Monday, September 10, 2007

My Secret Astrological Disappointment

My husband and I have the same astrological sign (Pisces) and I find it terribly depressing. Seriously. Not because I put any stock in astrology, but because I've been in the habit for years and years of reading my horoscope (it's on the comics page in the Trib, and I've been starting my day with the Tribune comics since I was about five) to my family/roommate/whomever and informing them what exactly they have to do to conform with it.

"My horoscope says I'm fascinating today. Be fascinated."

"My horoscope says today people will be particularly nice to me. When are you starting?"

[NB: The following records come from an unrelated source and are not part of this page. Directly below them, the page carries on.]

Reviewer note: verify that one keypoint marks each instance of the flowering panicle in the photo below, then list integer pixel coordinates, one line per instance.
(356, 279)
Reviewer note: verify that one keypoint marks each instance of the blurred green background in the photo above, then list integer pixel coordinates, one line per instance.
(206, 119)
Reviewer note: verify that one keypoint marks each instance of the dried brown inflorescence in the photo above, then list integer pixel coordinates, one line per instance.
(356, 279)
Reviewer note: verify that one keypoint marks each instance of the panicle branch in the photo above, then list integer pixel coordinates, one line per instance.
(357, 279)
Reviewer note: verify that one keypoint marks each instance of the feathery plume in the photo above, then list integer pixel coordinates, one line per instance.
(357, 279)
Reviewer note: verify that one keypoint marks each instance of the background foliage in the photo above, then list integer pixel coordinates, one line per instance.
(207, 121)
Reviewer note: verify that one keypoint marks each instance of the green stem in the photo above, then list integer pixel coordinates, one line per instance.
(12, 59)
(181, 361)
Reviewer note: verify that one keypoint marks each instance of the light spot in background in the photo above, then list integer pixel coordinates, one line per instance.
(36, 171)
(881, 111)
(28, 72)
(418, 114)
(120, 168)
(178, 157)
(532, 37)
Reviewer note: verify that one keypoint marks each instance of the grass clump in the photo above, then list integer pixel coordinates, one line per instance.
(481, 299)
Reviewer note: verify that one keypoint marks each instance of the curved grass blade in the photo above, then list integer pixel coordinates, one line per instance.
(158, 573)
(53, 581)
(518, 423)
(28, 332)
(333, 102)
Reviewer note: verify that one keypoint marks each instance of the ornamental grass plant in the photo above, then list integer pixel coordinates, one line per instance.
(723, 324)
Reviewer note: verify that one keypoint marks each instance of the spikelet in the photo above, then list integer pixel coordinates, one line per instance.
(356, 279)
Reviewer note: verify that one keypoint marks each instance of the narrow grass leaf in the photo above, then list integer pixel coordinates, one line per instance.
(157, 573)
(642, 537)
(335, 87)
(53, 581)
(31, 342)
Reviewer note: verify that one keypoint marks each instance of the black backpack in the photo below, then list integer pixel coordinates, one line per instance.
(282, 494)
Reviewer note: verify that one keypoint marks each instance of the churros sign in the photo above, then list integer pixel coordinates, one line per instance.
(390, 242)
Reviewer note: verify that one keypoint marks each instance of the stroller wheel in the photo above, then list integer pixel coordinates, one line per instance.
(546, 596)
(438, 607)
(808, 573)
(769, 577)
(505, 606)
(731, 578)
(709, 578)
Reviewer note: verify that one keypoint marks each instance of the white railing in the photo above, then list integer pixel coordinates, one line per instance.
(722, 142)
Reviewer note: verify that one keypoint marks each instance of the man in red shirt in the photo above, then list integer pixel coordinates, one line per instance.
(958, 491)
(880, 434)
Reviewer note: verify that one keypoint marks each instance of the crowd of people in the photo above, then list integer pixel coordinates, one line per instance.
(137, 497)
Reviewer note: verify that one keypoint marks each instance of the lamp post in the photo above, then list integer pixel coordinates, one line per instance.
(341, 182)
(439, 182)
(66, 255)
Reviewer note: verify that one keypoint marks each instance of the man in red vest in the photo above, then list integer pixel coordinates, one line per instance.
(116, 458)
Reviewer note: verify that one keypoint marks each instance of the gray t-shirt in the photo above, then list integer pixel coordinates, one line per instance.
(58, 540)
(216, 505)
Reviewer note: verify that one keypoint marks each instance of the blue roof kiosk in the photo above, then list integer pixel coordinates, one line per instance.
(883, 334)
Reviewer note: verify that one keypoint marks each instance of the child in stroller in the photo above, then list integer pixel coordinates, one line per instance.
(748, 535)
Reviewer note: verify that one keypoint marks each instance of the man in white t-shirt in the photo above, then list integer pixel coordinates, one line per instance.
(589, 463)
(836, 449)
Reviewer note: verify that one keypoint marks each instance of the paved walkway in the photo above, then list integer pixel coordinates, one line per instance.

A close second is gloating over it when their horoscopes are really bad and inventing all the horrors that go with the prediction. "Ooooooh -- something goes wrong for you at work today. Maybe the flourescent fixture will fall on your head! Maybe you'll get a papercut that develops gangrene and you'll have to have the finger amputated!"

But this DOESN'T WORK because Mr. McGee and I have the same sign. So I can't be like, "My horoscope says you have to be nice to me" or "Your horoscope sucks today." For years I've been saying I'm going to assign him an arbitrary astrological sign just so we can have different ones, but that sort-of defeats the fun of the game.

So what I actually do sometimes is invent him an entirely different horoscope and tell him his says he has to obey my every command today, while mine says I'm a beacon of shining glory.

Mostly he just ignores me. But every now and then he's like, "Wait, what?"